In the past few days, I am being contacted by clients for AlwaysOn related issue. I have been writing a blog about them. In this blog, we would learn about how to fix wait for HADR_AR_CRITICAL_SECTION_ENTRY.
THE SITUATION
My client was using SQL Server in a virtual environment. Due to some instability with their network infrastructure, windows cluster lost quorum for few minutes and then it came back. As you might know that AlwaysOn availability group is tightly coupled with windows server failover cluster, so anything happening in the cluster could also impact AlwaysOn availability group. That is what precisely has happened here.
As usual, they sent me an email, I responded back with GoToMeeting details and we were talking to each other in a few minutes. When I joined the call with them:
- All of our AG modification queries (removing availability database, removing availability replica) were stuck waiting on HADR_AR_CRITICAL_SECTION_ENTRY.
- We were unable to make modifications to the AG as it was in an inconsistent state, pending updating the state of the replica.
- As per the Microsoft docs – Occurs when an Always On DDL statement or Windows Server Failover Clustering command is waiting for exclusive read/write access to the runtime state of the local replica of the associated availability group.
SOLUTION/WORKAROUND
Based on my search on the internet, restart of SQL instance is the only way to come out of this.
We set the AG failover to manual and restarted both replicas; after doing so, our secondary replica became synchronized after a few minutes and we were able to successfully remove databases from the AG. We tested failover back and forth, and everything was working as expected.’
Have you seen this wait in your environment? It would be great if you can share the cause of that via comments and how did you come out of it.
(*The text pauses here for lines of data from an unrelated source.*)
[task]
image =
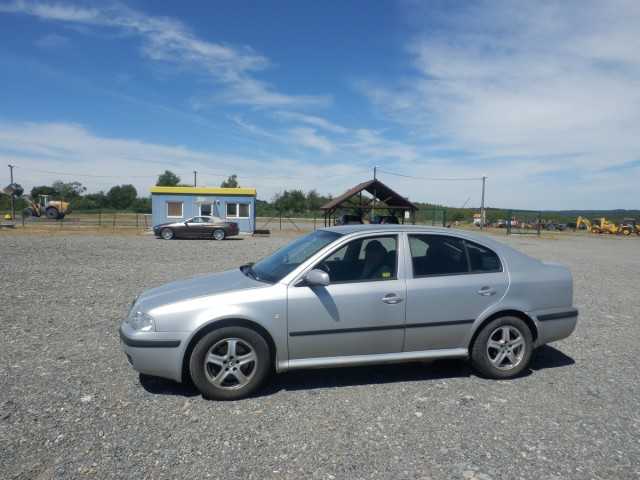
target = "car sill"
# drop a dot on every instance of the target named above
(356, 360)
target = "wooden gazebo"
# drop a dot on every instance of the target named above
(381, 198)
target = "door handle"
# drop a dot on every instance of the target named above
(391, 299)
(486, 291)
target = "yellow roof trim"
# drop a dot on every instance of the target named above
(204, 190)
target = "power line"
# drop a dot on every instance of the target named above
(446, 179)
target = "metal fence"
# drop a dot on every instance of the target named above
(112, 220)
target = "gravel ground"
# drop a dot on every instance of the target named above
(71, 407)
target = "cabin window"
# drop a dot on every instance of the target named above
(237, 210)
(174, 210)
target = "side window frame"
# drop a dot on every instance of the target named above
(396, 275)
(476, 272)
(465, 242)
(430, 275)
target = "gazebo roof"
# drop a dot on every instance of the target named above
(376, 188)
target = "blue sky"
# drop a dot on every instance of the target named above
(542, 97)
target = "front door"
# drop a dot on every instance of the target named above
(360, 312)
(452, 282)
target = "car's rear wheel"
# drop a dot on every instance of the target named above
(230, 363)
(166, 233)
(503, 348)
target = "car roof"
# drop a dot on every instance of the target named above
(383, 228)
(375, 227)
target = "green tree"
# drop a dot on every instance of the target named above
(68, 190)
(91, 201)
(231, 182)
(122, 197)
(168, 179)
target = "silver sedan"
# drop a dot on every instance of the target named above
(352, 295)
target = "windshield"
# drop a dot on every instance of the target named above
(275, 267)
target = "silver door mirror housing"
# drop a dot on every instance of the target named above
(316, 278)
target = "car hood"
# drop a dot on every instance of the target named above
(204, 285)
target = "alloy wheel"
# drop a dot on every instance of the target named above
(505, 347)
(230, 364)
(218, 234)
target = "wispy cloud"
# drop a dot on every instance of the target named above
(309, 137)
(44, 152)
(314, 121)
(52, 41)
(547, 82)
(232, 68)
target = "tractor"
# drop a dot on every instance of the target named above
(54, 209)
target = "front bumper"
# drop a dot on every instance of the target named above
(154, 353)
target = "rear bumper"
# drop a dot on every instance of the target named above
(555, 324)
(154, 353)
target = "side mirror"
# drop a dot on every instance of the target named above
(316, 278)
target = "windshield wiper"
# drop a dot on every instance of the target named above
(248, 270)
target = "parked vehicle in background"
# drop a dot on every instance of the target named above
(500, 224)
(629, 226)
(352, 295)
(602, 225)
(197, 227)
(347, 219)
(53, 209)
(385, 219)
(551, 226)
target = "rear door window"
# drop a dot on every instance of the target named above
(437, 255)
(482, 259)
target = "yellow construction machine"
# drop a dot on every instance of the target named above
(602, 225)
(54, 209)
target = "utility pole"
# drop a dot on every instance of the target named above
(482, 211)
(13, 204)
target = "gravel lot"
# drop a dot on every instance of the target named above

Reference:Â Pinal Dave (https://blog.sqlauthority.com)
4 Comments. Leave new
Was there any data loss during the downtime? We’re also trying to setup the same in our environment.
We ran into this issue just today. Something as yet unknown caused quorum to be lost. Eventually failed over. Except one of our DBs was in “not synchronizing” on both the primary and replica, and therefore not available for the application. We then saw the same wait type with any action on the AG itself. Our only solution was instance restarts followed by full reboot of the current primary. Did you end up finding a root cause? SQL 2016 SP2-GDR
We had similar issue in our prod env. We have 3 node cluster where 2 primaries share same secondary. We had issue with one of the sets while other set kept working through out. Issue started with lease timeout expiration. First time cluster was able to recover on its own but second time around synchronization was suspended and secondary went into resolving state. All databases on secondary had a Red cross. Similar to what you experienced none of the AG modification queries worked and they kept waiting on “HADR_AR_CRITICAL_SECTION_ENTRY “.
We are on SQL server 2017
Bit of a late reply but more of a content add if anything.
I’ve experienced a few of these in my current DBA role and they all come as a result of an unstable or saturated network between the nodes due to an ‘infrastructure event’ (read in to that as you will, but in our last case a bunch of VMs went down and the network became saturated as a result).
I went as far as digging into the WFC logs to figure it out and best I came out with was delayed responses between secondary’s with no real fix for this other than what the blog post already suggests.
I would always have in the back of my mind to check out network related events for the source when encountering this SQL error, and get that team involved. You can always rely on WFC error logs to confirm node communication issues as well. The AG tech is so intertwined with WFC and the whole thing is built on stable intra-cluster communication.